Tritt hier einmal wirklich innerlich zurück und lass die Atmung geschehen.
Lass deinen Organismus diese Aufgabe übernehmen und du kannst jetzt auch wahrnehmen,
Was sich sonst verändert,
Wenn du innerlich so zurücktrittst und diese Kontrolle über deinen Körper,
Deine Atmung,
Deine Gedanken,
Wenn du diese Kontrolle für einen Moment einfach mal loslässt und dich hingibst und du kommst jetzt in so eine Haltung des Geschehen-Lassens,
Denn es gibt gar nichts,
Was du hier gerade tun musst oder kontrollieren musst.
Und vielleicht kannst du jetzt schon viel besser die Ruhe und die Stille wahrnehmen,
Die dich umgibt,
Die die ganze Zeit da ist und du darfst dich jetzt immer mehr dieser Stille hingeben,
Immer mehr loslassen und vielleicht erkunden,
Wie tief diese Stille ist.
Lass für einen Moment ganz darin los,
Als würdest du in einen See eintauchen und dich für einen Moment einmal treiben lassen und dann kannst du jetzt noch mal schauen,
Was du jetzt innerlich wahrnehmen kannst,
Was du gerade fühlst oder welche tieferen Erfahrungen du gerade machst.

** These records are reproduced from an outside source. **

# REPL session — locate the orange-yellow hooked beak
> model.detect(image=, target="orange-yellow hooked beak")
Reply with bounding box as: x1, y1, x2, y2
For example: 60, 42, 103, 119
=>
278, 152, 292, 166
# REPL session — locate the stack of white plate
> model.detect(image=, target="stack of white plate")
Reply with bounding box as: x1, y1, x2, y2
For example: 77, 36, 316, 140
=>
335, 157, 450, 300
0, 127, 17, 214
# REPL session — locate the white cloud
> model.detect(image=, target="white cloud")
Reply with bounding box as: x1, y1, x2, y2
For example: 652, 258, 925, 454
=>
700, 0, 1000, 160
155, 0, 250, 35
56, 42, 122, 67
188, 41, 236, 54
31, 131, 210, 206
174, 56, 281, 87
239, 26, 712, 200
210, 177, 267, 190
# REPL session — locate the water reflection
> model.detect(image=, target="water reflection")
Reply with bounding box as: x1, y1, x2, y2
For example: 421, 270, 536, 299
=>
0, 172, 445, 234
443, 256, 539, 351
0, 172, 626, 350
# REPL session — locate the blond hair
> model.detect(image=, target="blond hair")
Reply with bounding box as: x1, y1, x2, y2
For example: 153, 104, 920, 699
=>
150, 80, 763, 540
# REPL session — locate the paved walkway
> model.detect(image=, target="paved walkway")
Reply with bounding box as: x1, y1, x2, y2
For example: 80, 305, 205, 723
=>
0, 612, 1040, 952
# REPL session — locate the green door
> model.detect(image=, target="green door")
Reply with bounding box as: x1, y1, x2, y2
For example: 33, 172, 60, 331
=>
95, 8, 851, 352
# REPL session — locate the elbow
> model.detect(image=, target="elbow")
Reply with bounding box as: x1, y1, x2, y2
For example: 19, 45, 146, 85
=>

Und du musst diesen Raum jetzt auch nicht zwanghaft mit irgendetwas füllen oder mit Gedanken füllen,
Sondern es reicht vollkommen aus,
Wenn du hier die Stille wahrnimmst,
Die dich umgibt.
Du kannst wahrnehmen,
Wie deine Stimmung gerade ist.
Spür jetzt langsam noch mal in deinen Körper und fühl mal,
Was sich vielleicht zum Anfang dieser Meditation verändert hat.
Nimm deinen gesamten Körper wahr,
Wie er hier gerade sitzt.
Nimm auch den guten Kontakt zum Boden wahr.
Nimm deine Sitzunterlage wahr.
Nimm wahr,
Wo deine Hände gerade auf deinen Beinen oder in deinem Schoß abliegen.
Nimm auch noch mal deine Schultern wahr und wie es ihnen gerade geht.
Und dann darfst du jetzt noch mal mit deinen Schultern ein paar Bewegungen machen,
Die sich jetzt in diesem Moment für dich gerade gut anfühlen.
Du darfst auch gerne deine Handgelenke kreisen,
Deine Zehenspitzen bewegen.
Mach hier gerne jede Bewegung,
Die du gerade brauchst.
Und dann darfst du ganz in deinem Tempo wieder hierher zurückkommen und deine Augen wieder öffnen.